I was what you would call an art major in high school. Hopper I'm very familiar with. In fact, I did a production of 'A Streetcar Named Desire' with Liv Ullmann and her major reference, funnily enough, was Hopper. I think that Hopper is just so great that a lot of people want to light their movies and their theater productions like his paintings seem to be lit. I remember looking at it and I'm very familiar with that Middle America iconography as well – on TV, on film, in paintings and in music, because Australia is basically a little duckling. When I was growing up – in high school anyway – America was the big duck and we were a duckling. We would waddle along behind anything cult-fully American, or at least teenagers would. The biggest sports star was Michael Jordan. He wasn't a local sports star. On my head I'd have a baseball cap and generally it'd be the St. Louis Cardinals, and definitely a New York Yankees cap. It was all about following American culture. So TV was it: 'Happy Days' is burnt in my brain, 'The Brady Bunch' and 'Gilligan's Island' and stuff. It's all a part of my childhood. So I feel partially American.

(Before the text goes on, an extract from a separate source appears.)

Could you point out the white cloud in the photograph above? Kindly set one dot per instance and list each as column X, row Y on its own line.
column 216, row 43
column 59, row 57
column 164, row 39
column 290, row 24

And you’re doing Kathryn Bigelow's film, 'Zero Dark Thirty.’ What lured you in, aside from working with Kathryn – what was your entry point into the material?

It was really mainly that. Obviously I did think carefully about what the subject of the movie was, but I was involved and entangled with those guys before this movie came around because there was a different incarnation. It was a strange situation, actually, that I was involved and prepping to make a movie about the attempted and failed mission to get Bin Laden in 2001, post- the 9/11 tragedy. It was based on a Dalton Fury book. We were like a few months out from doing that. I was in Australia, in Sydney. I was at lunch and someone's phone vibrated and I just heard someone say, 'Oh, they've just killed Osama Bin Laden.' I was like, 'Well, that throws a bit of a spanner in the works of that movie,' because there's a whole new story to tell. That's what Mark [Boal] and Kathryn went away to do and I thought that maybe then it was a different situation for me just because we were entrenched in the other thing. That didn't mean that I was going to carry across, but it just so happened that there was something for me to do in the other one. I just like them as filmmakers. I wanted to be involved.

Did she live up to your expectations?

I think the movie will be very interesting. I mean, I don't know, there's an aesthetic that she has. When you look at 'The Hurt Locker,' there's a kind of aesthetic that she manages to bring you into the fold, rather than have you sit back and judge it. I like filmmakers that bring you in. There's a difference to me. You can stand outside of a window and look in and that's safe, but there's something about bringing an audience member into the world of the movie. If you can do that, it's pretty cool.